I miss you. It's been a while since I just sat down with you my dear blog. I feel like I'm not giving you the attention you deserve. I'm not sharing things with you like I should be. It's just been so busy over here and I feel like I'm letting you down. Like you sit here and wait for me to pop onto your dashboard and tell you something exciting, but there's really nothing exciting to tell.
Except that I ate a frozen light Twinkie a little while ago and it tasted to good I immediately wanted another.
And that on Monday I finally went back to the ENT and begged him to slice a hole in my eardrum and suck out the gunk in my ear so I could get some of my hearing back.
And then on Tuesday Tukey got strep and puked in the doctor's office, and then the grocery store, and then in my bed.
So, you see, dear Blog, I'm not ignoring you on purpose, and it's just not you I'm ignoring. It's lots of things! I ignore myself a lot too! I haven't taken a nice healthy walk and we've had 70-degree weather here for the last three days, but how can I go outside when I've been sick and now Tukey is sick. And now it doesn't matter cuz the weather is turning to crap, and that means my attitude is gonna turn to crap too. So there's that.

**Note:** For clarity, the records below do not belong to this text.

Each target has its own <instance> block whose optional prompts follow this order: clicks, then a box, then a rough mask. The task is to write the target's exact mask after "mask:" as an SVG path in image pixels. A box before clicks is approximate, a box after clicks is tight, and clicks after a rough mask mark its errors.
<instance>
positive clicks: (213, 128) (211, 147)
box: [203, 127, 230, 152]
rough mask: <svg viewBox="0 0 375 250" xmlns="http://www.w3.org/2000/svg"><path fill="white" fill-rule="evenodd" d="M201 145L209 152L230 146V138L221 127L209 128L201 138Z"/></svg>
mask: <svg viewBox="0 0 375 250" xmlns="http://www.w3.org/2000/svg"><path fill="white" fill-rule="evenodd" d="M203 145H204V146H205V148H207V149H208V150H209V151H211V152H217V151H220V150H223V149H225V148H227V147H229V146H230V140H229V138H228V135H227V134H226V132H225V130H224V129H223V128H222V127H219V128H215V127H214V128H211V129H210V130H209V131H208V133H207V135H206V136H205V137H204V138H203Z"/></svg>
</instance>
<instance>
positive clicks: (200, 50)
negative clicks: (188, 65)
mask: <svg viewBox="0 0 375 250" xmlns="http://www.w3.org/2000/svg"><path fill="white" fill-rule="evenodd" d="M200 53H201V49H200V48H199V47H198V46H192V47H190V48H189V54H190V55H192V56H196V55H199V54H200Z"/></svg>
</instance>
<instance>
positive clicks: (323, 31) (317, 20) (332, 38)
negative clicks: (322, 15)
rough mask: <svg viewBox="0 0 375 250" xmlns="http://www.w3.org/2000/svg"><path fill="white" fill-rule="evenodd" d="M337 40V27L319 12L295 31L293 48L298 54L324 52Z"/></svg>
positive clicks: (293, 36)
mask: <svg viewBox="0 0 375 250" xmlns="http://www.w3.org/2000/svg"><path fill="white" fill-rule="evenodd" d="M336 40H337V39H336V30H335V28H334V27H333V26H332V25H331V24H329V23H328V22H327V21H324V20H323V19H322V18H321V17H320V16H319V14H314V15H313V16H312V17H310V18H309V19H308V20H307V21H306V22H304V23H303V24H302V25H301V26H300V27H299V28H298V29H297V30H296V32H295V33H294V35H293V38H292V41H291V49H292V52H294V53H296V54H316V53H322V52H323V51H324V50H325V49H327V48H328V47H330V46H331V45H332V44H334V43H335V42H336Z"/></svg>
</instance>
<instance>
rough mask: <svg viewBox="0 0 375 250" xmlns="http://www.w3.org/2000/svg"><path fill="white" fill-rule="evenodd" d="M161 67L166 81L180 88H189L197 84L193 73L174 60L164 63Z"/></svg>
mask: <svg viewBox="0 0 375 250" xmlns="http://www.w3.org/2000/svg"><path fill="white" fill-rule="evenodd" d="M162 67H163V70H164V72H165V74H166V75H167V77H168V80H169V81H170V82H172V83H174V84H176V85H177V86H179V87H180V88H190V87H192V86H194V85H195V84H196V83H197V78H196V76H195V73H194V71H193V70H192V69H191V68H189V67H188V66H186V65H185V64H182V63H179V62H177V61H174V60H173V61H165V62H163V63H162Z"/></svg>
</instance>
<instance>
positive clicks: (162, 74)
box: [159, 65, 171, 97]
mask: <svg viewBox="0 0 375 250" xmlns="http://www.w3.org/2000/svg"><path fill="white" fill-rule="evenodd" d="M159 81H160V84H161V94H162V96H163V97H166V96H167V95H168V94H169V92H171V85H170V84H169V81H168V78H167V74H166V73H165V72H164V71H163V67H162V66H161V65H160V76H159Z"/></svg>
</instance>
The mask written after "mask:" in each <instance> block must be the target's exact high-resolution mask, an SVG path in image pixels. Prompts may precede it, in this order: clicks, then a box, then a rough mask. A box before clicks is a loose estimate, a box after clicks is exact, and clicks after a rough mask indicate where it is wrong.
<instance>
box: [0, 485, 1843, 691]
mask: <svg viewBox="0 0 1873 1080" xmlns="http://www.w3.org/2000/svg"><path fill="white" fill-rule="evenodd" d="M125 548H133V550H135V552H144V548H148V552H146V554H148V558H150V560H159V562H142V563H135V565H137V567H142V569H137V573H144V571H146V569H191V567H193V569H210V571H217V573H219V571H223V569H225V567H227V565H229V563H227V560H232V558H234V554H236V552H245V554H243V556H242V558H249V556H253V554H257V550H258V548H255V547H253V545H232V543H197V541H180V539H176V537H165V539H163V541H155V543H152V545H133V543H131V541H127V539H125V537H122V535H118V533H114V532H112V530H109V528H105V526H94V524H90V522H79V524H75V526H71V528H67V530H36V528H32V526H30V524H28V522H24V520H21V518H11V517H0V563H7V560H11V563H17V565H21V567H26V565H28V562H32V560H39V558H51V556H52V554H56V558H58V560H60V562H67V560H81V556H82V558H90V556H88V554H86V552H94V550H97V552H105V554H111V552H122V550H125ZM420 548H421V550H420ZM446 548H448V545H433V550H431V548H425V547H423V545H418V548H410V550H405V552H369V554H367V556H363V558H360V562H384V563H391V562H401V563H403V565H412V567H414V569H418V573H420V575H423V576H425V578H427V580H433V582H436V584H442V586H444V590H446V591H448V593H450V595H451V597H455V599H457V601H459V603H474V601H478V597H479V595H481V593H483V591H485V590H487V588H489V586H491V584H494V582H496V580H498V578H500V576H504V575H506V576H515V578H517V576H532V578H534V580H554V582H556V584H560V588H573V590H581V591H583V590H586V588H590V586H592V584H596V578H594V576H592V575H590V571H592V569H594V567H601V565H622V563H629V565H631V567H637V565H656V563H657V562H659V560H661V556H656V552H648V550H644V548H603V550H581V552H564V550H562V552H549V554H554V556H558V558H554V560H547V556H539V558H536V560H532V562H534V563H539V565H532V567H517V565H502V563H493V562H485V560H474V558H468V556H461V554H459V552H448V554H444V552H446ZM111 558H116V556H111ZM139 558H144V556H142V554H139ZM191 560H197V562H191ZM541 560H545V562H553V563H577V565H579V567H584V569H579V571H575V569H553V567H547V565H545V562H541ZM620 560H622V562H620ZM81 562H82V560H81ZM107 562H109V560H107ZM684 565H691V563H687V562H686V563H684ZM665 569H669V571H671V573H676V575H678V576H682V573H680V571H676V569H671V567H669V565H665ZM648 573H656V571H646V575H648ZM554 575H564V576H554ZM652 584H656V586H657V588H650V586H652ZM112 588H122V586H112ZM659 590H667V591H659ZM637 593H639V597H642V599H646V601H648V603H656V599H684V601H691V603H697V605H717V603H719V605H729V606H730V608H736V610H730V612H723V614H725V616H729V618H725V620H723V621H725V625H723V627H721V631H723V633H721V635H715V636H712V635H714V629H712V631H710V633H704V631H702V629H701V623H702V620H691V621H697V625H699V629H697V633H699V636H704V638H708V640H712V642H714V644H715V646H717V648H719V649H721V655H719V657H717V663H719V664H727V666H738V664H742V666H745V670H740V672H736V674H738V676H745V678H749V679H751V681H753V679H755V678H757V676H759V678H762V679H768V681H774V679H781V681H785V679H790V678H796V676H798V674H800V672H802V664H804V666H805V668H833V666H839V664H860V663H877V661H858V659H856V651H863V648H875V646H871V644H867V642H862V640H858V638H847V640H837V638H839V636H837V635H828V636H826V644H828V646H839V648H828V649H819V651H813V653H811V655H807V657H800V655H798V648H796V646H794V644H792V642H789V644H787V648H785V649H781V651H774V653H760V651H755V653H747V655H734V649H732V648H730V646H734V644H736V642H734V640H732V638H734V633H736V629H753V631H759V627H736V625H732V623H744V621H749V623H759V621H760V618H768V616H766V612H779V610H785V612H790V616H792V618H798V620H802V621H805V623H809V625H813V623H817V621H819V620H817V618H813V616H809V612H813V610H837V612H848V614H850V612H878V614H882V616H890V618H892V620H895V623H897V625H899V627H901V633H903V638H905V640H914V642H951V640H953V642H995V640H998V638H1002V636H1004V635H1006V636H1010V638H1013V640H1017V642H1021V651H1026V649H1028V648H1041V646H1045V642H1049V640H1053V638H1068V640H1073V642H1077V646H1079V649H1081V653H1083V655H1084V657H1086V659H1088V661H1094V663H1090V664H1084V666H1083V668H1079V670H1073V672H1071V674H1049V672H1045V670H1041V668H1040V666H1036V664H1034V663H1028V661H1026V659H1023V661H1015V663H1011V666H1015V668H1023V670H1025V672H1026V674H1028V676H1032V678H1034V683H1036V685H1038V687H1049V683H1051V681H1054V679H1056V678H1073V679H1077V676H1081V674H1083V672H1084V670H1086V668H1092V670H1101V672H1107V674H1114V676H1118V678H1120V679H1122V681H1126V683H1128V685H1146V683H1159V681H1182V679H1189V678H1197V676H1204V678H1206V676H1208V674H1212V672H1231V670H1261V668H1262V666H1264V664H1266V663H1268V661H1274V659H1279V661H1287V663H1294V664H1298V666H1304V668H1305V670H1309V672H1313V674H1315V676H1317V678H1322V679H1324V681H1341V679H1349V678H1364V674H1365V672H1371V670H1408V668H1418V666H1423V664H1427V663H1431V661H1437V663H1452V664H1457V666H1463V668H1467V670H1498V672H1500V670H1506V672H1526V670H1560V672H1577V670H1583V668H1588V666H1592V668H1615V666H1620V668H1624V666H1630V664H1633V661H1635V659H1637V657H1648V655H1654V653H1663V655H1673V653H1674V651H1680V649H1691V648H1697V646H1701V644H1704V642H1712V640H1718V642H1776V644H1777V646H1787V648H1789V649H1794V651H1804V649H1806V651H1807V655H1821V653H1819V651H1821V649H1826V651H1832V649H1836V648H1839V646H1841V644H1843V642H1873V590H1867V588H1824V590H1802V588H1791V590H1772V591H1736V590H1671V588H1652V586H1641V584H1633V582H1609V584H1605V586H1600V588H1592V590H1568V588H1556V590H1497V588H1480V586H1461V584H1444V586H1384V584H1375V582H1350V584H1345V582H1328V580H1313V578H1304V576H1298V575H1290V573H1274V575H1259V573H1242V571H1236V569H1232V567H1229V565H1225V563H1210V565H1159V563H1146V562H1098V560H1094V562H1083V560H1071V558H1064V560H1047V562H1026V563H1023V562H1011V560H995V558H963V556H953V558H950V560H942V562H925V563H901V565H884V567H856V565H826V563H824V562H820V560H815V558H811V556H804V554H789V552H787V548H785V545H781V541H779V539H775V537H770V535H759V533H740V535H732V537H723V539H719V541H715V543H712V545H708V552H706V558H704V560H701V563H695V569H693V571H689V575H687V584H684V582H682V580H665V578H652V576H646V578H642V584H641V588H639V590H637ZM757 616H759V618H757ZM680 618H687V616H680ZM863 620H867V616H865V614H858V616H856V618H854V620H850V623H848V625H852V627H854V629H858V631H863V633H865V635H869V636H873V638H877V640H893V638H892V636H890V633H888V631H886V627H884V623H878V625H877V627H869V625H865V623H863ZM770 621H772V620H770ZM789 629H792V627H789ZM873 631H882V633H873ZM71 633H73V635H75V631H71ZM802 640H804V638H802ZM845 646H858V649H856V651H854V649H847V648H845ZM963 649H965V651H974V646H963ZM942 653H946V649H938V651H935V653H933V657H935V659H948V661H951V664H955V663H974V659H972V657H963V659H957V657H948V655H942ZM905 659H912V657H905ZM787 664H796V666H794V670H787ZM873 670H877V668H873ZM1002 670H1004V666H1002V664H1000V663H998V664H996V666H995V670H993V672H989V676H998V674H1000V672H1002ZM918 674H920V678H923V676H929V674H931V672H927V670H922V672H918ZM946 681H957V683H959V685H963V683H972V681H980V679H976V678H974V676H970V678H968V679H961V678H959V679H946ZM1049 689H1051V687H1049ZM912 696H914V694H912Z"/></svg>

And I haven't been to yoga.
And the house is a disaster. I've neglected the laundry, but that's typical. I've neglected my husband. We are two ships that pass in the night. Every day and every night. My kids come and go. I wake, I contemplate a shower. Most days I reject that shower. Although today I succumbed to my stinkiness and took one.
And then there's that FACEHELL thing. I think it's trying to drag me away from you, my dear blog. But I won't let it suck me away. I do like it. It's nice to connect with old friends, and new friends, and blog readers. I love seeing photos from the people I 'know' but don't know. But my heart belongs to you blog. After all, we've been together almost FOUR years!
Yes, it'll be four years next month. You and me, my little blog. I won't let you down. You haven't let me down. You've been here for all my bitching and venting and whining and crying, and all my photo sharing and story-telling and griping and all that crap.
So I will try not to let you down blog.
Because I love you. I'll try not to stay away too long.